28 years later, Line 456 was revitalized as part of a pilot program due to the popular of the shuttle express predecessor (Line 860), when patrons wanted a faster express route between Downtown Los Angeles and Downtown Long Beach; this time, the route was nonstop between the Express Lanes entrance of the Harbor Freeway [I-110] and the Pacific Ave offramp from the San Diego Freeway [I-405]. Unlike the original version, it operated in weekday peak directions: northbound during the mornings and southbound during the afternoons. Due to the COVID-19 pandemic (and the failure of the pilot program due to low ridership), Line 456 was subsequently cancelled once again.
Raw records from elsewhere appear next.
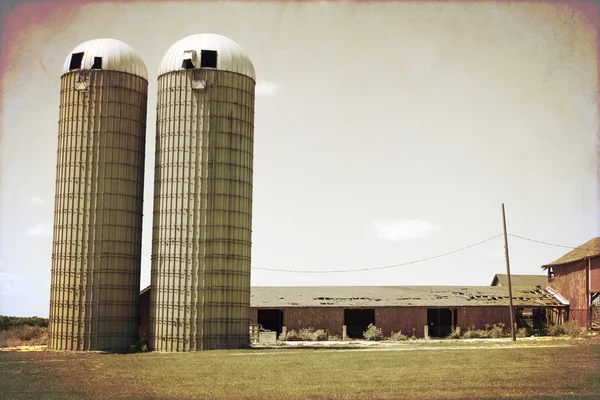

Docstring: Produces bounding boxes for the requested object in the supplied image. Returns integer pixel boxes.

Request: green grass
[0,339,600,400]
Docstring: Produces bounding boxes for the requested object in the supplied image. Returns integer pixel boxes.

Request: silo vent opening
[92,57,102,69]
[200,50,217,68]
[181,50,198,69]
[69,53,83,71]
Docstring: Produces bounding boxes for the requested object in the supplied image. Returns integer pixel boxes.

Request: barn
[542,237,600,326]
[250,286,568,338]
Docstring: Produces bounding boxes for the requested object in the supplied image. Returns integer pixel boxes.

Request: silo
[49,39,148,351]
[150,34,255,351]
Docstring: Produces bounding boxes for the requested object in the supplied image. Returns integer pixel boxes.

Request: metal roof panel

===457 - Downtown L.A. - East Long Beach - Long Beach Airport - Belmont Shore Express===
Line 457 was a rush-hour only express line operating from Downtown Los Angeles (corner of Temple St and Los Angeles St) to the Marina Shores Shopping Center at the corner of Pacific Coast Highway and Westminster Ave in Belmont Shore. It also served a Park-n-Ride lot at the Long Beach Airport. From Los Angeles, it traveled on southbound Interstate 5, southbound Interstate 710 and southbound Interstate 405, exiting at Lakewood Bol in Long Beach. It first headed north on Lakewood Bl for the Long Beach Airport Park-n-Ride before traveling south on Lakewood Bl, through the Long Beach Traffic Cir and Ximeno Ave, and turning east on Second St to Belmont Shore. When the Metro A Line began service, a feeder Line 457 was put into service from the Del Amo A Line Station, but was cancelled shortly after.

===459 - Downtown L.A. - Los Alamitos - Huntington Beach - Goldenwest Transit Center Express===
Line 459 was transferred to OCTA (now OC Bus) Line 701 in November 1987. In March 2020, OC Bus suspended Line 701 due to COVID-19, though later in 2023, it was permanently discontinued as part of OC Bus's systemwide, Making Better Connections Study.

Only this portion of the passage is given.